ROME, 05 déc 2013 (AFP) - Une demi-douzaine de cochons devant le Parlement : les éleveurs italiens sont venus à Rome jeudi pour protester contre les importations de produits semi-finis servant à préparer des spécialités nationales comme les pâtes, la mozzarella ou le jambon.
Cette manifestation était organisée par le syndicat des agriculteurs Coldiretti dans le cadre d'une initiative appelée "La bataille de Noël : choisis l'Italie pour combattre les imitations". La Coldiretti a même mis en place un poste à la frontière avec l'Autriche où elle filtre et contrôle, avec l'aide des forces de l'ordre, les importations de denrées alimentaires.

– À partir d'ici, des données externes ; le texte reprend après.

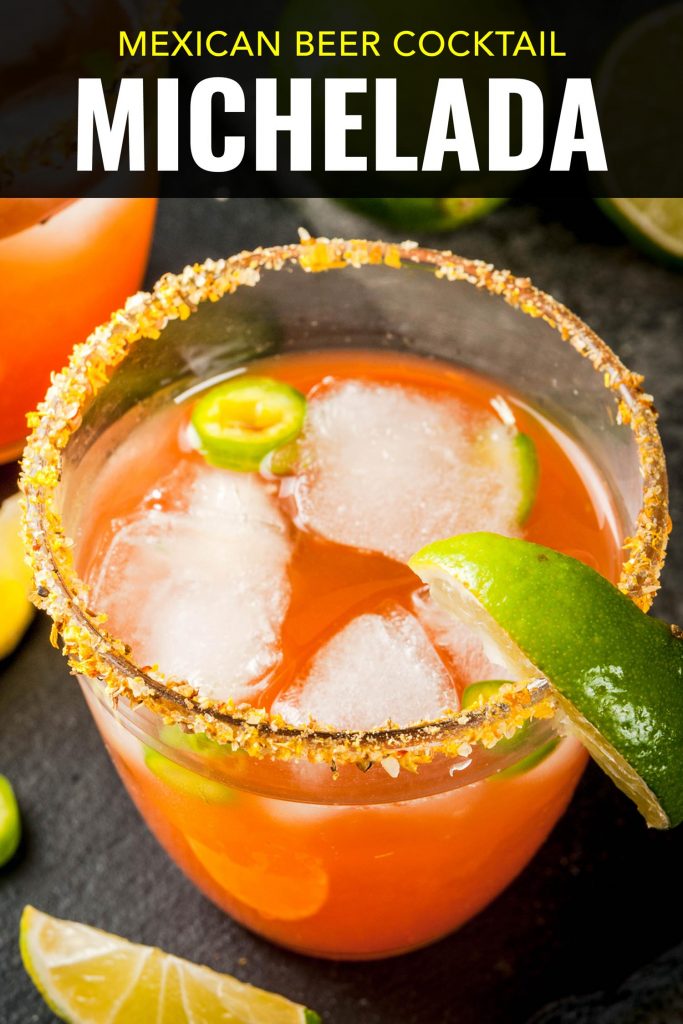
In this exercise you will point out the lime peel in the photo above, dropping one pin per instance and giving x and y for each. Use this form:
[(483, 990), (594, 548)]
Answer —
[(616, 675), (15, 582), (10, 821), (86, 976)]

Selon le syndicat, jusqu'à 33 % des produits sortant des grands entreprises italiennes alimentaires sont en réalité d'origine étrangère même s'ils portent le label « Made in Italy ». Dans un manifeste, l'organisation a demandé entre autres au gouvernement de parachever l'adoption d'une série de lois rendant obligatoire sur les étiquettes l'origine des produits agroalimentaires et de réserver les aides publiques aux entreprises italiennes utilisant des matières premières produites dans la péninsule. « Nos exploitations agricoles sont au bord du précipice », dénonce Augusto Musardo, 23 ans, qui produit des olives et du blé dans la région de Lecce, dans le sud de l'Italie. « Le gouvernement devrait imposer des étiquettes plus explicites et bloquer ces importations », dit-il.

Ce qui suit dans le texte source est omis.